Emotional disorders are highly prevalent in primary care. Transdiagnostic cognitive behavior therapy (TD-CBT) is a promising treatment of emotional disorders. In this study, we evaluated several emotion regulation strategies as potential mediators of treatment outcomes in a clinical sample of primary care.
A total of 1061 primary care patients were included in a randomized clinical trial comparing treatment-as-usual (TAU) to TD-CBT+TAU. Of these, 631 (TAU=316; TD-CBT+TAU=315) completed the full treatment and all pre- and post-treatment scales to assess symptoms (anxiety, depression, somatization), emotion regulation strategies (worry, rumination, negative metacognition, suppression, cognitive reappraisal), overall functioning, and quality of life (QoL).
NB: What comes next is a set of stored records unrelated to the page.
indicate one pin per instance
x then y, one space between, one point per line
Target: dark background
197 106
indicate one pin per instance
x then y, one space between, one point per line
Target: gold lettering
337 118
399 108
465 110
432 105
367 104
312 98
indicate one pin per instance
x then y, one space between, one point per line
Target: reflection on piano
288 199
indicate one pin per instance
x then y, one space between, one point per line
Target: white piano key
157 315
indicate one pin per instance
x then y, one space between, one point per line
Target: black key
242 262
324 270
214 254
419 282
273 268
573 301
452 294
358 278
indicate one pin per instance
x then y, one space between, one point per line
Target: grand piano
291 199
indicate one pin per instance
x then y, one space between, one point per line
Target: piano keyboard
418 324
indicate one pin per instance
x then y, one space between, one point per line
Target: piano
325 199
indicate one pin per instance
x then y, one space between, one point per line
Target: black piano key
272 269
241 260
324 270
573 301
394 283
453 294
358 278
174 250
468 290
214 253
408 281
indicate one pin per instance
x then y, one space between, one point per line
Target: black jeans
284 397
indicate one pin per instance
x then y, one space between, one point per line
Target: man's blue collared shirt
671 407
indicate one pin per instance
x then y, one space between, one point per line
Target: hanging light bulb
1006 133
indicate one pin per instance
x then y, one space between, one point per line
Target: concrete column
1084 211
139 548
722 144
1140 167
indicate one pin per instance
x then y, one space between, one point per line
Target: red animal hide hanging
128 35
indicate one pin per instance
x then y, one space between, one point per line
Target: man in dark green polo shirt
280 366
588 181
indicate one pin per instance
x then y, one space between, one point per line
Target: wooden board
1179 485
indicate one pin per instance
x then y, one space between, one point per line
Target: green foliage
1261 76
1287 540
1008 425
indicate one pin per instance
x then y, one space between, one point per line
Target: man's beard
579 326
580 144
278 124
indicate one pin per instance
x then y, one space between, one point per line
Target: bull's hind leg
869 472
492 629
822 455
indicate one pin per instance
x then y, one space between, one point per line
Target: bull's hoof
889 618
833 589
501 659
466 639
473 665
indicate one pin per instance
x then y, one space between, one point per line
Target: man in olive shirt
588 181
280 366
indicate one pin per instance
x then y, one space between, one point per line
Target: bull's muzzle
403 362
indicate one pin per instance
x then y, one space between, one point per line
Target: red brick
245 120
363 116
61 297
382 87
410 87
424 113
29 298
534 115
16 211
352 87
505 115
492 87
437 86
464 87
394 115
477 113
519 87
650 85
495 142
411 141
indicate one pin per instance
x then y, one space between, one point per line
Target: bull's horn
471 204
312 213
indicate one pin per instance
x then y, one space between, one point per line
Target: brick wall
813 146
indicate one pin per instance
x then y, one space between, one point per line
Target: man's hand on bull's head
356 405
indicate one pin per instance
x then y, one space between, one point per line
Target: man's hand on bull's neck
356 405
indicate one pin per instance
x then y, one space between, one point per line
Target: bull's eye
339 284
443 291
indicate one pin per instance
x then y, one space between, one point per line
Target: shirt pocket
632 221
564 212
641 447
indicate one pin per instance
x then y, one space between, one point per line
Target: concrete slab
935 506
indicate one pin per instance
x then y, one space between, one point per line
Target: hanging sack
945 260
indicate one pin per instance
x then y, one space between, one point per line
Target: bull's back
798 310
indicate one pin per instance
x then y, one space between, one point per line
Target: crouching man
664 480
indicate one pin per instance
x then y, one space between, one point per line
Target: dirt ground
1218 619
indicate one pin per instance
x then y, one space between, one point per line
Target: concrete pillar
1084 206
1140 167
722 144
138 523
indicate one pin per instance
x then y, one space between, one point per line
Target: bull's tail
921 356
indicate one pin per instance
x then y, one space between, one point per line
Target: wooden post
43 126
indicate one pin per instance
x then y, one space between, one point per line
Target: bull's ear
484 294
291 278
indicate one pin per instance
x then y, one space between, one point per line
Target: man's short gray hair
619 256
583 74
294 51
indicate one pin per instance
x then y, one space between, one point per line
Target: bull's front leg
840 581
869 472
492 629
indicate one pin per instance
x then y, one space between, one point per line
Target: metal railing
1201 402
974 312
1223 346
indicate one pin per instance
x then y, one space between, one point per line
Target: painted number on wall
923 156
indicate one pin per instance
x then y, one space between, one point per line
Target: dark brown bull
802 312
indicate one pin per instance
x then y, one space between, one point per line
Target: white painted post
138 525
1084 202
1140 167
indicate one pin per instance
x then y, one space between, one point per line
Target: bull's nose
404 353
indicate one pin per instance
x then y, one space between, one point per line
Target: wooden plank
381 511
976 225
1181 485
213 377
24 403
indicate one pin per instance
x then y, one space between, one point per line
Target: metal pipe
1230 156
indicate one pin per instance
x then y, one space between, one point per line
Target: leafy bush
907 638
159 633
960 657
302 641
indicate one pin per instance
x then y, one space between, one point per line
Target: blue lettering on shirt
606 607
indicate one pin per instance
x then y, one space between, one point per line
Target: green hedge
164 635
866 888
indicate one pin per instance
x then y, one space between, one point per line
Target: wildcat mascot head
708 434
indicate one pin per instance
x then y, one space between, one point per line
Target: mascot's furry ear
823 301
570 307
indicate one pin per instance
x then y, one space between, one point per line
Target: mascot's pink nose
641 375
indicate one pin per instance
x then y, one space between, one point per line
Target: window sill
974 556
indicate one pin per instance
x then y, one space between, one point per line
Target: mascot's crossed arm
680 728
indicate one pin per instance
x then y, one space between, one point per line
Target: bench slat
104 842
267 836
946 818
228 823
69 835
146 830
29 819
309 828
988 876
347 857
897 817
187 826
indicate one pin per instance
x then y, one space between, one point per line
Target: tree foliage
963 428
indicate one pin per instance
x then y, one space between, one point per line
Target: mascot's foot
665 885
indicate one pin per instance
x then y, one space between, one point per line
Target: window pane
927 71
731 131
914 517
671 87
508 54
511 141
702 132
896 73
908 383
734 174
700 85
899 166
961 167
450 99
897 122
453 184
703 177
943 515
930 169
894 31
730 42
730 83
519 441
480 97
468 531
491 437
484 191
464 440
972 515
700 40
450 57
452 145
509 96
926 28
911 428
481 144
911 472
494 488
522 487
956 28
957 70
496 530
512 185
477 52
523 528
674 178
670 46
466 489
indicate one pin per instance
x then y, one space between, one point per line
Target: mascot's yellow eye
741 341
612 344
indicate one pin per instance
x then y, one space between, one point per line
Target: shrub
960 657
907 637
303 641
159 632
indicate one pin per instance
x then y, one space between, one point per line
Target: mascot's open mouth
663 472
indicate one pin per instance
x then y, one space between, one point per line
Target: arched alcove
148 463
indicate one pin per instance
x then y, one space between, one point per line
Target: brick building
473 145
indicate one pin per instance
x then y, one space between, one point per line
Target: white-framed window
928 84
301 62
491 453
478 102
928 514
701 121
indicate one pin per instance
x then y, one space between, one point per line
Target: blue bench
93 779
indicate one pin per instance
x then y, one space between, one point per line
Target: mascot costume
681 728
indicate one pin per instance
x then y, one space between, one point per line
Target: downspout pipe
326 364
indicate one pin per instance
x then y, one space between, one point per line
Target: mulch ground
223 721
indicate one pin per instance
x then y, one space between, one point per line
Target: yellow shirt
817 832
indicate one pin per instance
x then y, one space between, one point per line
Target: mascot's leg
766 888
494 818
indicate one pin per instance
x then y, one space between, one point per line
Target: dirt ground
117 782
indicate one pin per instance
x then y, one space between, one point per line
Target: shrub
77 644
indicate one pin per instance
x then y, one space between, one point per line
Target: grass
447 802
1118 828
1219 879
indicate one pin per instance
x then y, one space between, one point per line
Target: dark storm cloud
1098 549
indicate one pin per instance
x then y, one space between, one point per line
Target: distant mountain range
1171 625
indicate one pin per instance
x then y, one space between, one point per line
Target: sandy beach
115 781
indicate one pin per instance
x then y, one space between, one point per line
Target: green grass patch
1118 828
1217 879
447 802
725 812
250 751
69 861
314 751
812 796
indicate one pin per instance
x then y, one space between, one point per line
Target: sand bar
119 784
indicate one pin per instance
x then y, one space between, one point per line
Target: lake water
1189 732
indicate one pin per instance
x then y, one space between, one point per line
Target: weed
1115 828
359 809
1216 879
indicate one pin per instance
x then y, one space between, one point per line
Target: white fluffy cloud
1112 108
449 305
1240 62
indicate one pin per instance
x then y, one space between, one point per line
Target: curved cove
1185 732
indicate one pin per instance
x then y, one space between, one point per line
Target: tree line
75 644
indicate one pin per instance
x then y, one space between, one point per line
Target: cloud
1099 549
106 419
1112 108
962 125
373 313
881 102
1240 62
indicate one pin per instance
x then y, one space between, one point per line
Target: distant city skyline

Treatment and direct effects showed that TD-CBT+TAU was superior to TAU alone. On the multivariate mediation analysis of indirect effects, three maladaptive strategies (worry, rumination and negative metacognition) had significant effects on all emotional symptoms. Suppression was also significant for depression. Rumination and negative metacognition were significant mediators of functioning, while only negative metacognition was significant for QoL. Reappraisal had no effect on any outcome.
We focused mainly on maladaptive cognitive emotion regulation strategies and only studied one behavioural strategy (suppression) and one adaptive strategy (reappraisal).
Targeting certain maladaptive emotion regulation strategies (worry, rumination, suppression, negative metacognition) as mediators for treatment with TD-CBT could reduce emotional symptoms and improve well-being. Negative metacognition was the most transdiagnostic strategy, whereas an adaptive strategy such as reappraisal was not a mediator. Thus, maladaptive emotion regulation strategies are key mediators in transdiagnostic therapy for emotional disorders in primary care.